2. What’s the best thing about the outdoor industry (or culture)? Worst?
The best thing is the down-to-earth attitude and lack of pretense. The worst thing: not having enough time to do everything – but that is probably true with life in general.
3. Where do you eat most in Moab, besides your house?
The Love Muffin.
4. What’s the biggest reason you choose to be vegan?
Because factory farming is abhorrent and no one should add one more penny of their money into sustaining it.
5. Pick one: Smartphone or knife.
Both, of course.
6. You’ve free soloed at a pretty high level. What’s the draw, for you?

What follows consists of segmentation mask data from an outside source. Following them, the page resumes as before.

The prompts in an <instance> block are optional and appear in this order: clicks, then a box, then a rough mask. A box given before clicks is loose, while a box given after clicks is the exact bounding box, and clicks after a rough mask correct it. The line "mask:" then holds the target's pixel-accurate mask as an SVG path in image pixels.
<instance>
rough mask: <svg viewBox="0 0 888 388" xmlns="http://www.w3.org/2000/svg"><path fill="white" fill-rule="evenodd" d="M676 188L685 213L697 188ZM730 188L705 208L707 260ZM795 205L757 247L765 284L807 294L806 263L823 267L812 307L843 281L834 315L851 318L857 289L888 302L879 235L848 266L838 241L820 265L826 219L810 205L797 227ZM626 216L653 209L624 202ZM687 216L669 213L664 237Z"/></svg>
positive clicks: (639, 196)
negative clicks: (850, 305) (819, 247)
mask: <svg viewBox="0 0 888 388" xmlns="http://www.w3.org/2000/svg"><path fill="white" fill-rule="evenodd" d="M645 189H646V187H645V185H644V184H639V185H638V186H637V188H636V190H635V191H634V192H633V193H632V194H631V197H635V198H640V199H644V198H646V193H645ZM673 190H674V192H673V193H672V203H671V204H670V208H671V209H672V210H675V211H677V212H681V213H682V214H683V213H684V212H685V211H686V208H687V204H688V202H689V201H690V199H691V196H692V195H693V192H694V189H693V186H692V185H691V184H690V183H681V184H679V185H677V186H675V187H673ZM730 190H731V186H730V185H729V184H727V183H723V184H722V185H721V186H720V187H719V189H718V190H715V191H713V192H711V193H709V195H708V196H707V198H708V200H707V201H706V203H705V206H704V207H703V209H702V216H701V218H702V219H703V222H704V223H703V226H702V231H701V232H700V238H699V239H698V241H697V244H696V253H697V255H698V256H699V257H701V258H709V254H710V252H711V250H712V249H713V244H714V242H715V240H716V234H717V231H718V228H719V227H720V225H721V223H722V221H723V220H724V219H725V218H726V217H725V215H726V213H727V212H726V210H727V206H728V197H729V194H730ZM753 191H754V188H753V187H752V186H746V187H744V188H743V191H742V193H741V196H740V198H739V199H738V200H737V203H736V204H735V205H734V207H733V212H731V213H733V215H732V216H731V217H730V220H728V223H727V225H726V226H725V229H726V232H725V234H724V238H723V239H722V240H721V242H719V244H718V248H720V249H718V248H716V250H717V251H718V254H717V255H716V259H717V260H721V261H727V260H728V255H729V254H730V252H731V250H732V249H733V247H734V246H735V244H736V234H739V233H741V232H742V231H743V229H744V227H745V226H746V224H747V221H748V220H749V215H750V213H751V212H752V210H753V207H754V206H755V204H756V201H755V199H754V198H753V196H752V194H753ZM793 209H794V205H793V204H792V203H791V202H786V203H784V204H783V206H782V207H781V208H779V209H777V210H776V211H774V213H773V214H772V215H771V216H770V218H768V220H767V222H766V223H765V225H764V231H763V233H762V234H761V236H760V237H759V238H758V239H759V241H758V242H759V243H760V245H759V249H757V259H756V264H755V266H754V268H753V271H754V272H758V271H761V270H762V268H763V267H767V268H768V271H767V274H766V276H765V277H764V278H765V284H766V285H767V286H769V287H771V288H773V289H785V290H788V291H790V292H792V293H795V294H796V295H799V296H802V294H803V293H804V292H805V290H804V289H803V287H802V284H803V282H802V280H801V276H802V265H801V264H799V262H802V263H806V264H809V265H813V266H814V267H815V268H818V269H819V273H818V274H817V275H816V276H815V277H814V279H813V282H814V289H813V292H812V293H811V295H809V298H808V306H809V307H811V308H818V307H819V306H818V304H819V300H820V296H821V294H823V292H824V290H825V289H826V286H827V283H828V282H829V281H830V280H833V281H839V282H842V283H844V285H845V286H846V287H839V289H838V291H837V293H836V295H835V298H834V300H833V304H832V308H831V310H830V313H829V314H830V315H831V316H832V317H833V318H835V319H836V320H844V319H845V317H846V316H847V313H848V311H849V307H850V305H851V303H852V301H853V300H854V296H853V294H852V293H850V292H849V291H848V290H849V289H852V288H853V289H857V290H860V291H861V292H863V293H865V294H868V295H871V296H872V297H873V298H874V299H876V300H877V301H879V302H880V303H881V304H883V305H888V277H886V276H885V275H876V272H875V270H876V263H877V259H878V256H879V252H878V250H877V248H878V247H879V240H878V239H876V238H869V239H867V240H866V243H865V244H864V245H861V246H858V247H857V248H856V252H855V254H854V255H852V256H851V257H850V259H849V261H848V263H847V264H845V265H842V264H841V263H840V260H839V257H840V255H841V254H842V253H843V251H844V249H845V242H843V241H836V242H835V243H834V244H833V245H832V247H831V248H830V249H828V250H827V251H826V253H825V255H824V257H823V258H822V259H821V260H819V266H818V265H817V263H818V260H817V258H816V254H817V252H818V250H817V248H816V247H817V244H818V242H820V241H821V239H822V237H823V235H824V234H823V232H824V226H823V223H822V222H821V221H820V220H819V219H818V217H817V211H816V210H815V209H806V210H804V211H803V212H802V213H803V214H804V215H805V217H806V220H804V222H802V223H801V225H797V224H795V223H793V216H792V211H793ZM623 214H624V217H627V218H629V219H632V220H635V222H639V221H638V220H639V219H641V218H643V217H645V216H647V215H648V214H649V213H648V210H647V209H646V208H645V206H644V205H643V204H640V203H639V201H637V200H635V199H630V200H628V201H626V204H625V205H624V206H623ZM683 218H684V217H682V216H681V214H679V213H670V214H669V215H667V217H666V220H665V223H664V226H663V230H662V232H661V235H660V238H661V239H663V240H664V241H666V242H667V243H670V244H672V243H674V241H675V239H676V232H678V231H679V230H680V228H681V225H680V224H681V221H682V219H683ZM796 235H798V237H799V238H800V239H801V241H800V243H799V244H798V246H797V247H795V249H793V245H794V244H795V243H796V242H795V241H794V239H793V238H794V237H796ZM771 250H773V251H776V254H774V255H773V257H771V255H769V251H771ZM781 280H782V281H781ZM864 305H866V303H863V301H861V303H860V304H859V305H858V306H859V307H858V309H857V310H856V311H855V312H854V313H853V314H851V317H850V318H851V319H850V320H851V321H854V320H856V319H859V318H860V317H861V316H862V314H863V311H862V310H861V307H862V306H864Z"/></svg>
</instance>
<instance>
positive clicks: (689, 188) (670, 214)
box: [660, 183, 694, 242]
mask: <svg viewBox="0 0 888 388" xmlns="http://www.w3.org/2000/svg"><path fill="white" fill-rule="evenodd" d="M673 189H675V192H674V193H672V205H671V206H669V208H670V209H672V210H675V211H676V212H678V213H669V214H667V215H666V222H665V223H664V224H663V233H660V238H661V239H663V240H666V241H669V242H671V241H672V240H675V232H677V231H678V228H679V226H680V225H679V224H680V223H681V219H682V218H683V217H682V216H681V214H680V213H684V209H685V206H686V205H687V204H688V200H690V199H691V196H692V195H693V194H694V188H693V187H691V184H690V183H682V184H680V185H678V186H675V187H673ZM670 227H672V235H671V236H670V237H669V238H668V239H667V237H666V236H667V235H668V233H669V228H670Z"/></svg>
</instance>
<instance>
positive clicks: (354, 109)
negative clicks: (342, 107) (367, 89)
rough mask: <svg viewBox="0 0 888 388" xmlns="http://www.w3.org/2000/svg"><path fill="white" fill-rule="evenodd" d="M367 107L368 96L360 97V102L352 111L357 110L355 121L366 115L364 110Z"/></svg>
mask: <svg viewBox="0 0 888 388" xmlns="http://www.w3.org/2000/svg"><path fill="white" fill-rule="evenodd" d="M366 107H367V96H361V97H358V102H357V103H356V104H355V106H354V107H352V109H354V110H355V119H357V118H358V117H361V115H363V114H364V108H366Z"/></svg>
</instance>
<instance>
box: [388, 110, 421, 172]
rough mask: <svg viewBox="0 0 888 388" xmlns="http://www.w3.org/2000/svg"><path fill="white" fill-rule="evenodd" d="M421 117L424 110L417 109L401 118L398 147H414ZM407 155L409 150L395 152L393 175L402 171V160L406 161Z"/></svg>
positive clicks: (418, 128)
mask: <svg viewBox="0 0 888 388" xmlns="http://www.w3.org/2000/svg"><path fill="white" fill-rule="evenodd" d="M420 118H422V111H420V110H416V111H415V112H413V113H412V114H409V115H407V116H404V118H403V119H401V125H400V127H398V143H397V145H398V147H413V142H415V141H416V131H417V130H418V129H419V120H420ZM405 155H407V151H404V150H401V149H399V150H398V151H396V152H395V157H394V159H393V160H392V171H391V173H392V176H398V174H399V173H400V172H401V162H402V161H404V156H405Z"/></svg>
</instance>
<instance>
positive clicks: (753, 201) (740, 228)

I like all styles of climbing for different things. I like the focus and the solitude of solo climbing.
7. Why should we read your new book, Learning To Fly?
Because if you don’t like it, I will come to your house and give you your money back.
8. What’s a piece of advice you’d give to someone getting started in BASE jumping?
The best jumper is the one who never gets hurt. Find that person and try to be like him/her. Avoid huge groups. BASE jump because you love doing it, not because you want to “be a BASE jumper.”
9. What’s your goal for the next 12 months?
Give Learning to Fly its final push into the world and then put all my energy back into climbing (and jumping)! It’s been a four-year project.
10. Most people think I’m _________ but I’m ___________
I really have no idea.
Bonus: How do you define adventure?
Adventure is when you aren’t sure what’s going to happen.